CrowdStrike Tries to Patch Things Up With Cybersecurity Industry

Original Source: Dark Reading

A combination of factors caused the Falcon EDR sensor to crash, resulting in the global outage affecting 8.5 million Windows systems back in July, CrowdStrike said last week in a root cause analysis of the incident. At the same time, CrowdStrike CEO and founder George Kurtz and president Michael Sentonas were in Las Vegas with a public mea culpa.

CrowdStrike documented in its root cause analysis that there was a mismatch between inputs validated by a Content Validator and those provided to a Content Interpreter which resulted in an out-of-bounds reach issue in the Content Interpreter. And tests during development and release did not uncover the issue.

"Sensors that received the new version of Channel File 291 carrying the problematic content were exposed to a latent out-of-bounds read issue in the Content Interpreter. At the next IPC notification from the operating system, the new IPC Template Instances were evaluated, specifying a comparison against the 21st input value. The Content Interpreter expected only 20 values," CrowdStrike said. "Therefore, the attempt to access the 21st value produced an out-of-bounds memory read beyond the end of the input data array and resulted in a system crash."
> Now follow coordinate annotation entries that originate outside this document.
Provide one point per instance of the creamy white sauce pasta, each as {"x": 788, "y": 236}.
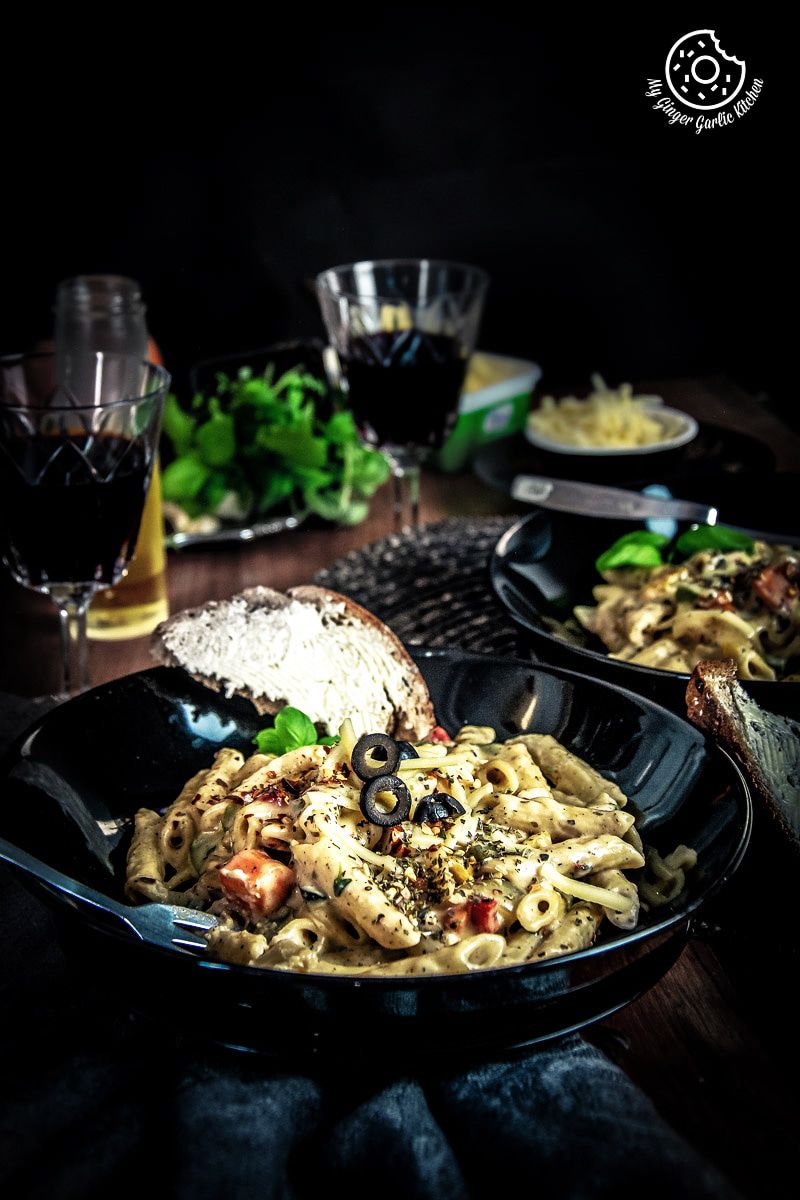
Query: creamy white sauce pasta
{"x": 744, "y": 605}
{"x": 524, "y": 858}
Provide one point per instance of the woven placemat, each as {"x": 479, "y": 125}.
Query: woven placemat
{"x": 432, "y": 587}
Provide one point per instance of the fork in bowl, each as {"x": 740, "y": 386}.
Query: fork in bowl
{"x": 161, "y": 924}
While CrowdStrike says this exact scenario will not recur, the company is making changes to its process and mitigating steps to "ensure further enhanced resilience," the company said. CrowdStrike has also engaged two software security vendors to conduct an extensive review of the Falcon sensor code for security and quality assurance, and an independent review of the end-to-end quality process from development to deployment is underway.

"Owning" Its Mistakes

At the Innovators & Investors Summit at the Black Hat USA conference in Las Vegas, moderator Chenxi Wang kicked off her panel with a question for CrowdStrike's Kurtz: "What happened?" Kurtz apologized to the room  — an action that appeared to be well-received by the audience — and noted the company had released the results of the root cause analysis.

The company acknowledged its failures again a few days later, as CrowdStrike president Michael Sentonas was on hand Saturday at the DEF CON hacker convention to accept the 2024 Pwnie Award for Most Epic Fail. The Pwnie Awards recognizes the most outstanding achievements as well as the greatest failures in cybersecurity over the past year. The Most Epic Fail category is for a "spectacularly epic fail — the kind of fail that lets the entire infosec industry down in its wake," according to the Pwnie Awards' description.

The Pwnie Awards said back in July that the massive global outage made CrowdStrike an automatic winner. The impact the outage had globally was highlighted by the fact that CrowdStrike was awarded a two-tiered trophy instead of the traditional small pony-shaped trophies awarded to winners in other categories. Sentonas said the trophy will be displayed at the company headquarters in Austin, Texas, to serve as a reminder to staff that "these things can't happen."

"Definitely not the award to be proud of receiving," Sentonas said in his acceptance speech. "I think the team was surprised when I said straight away that I'd be coming to get it. We got this horribly wrong, we've said that a number of different times. It's super important to own it when you do things well, it's super important to own it when you do things horribly wrong, which we did in this case."

This story was updated Aug 12, 2024 to correct inaccurate reporting stating the out-of-bounds reach issue was separate from the input mismatch.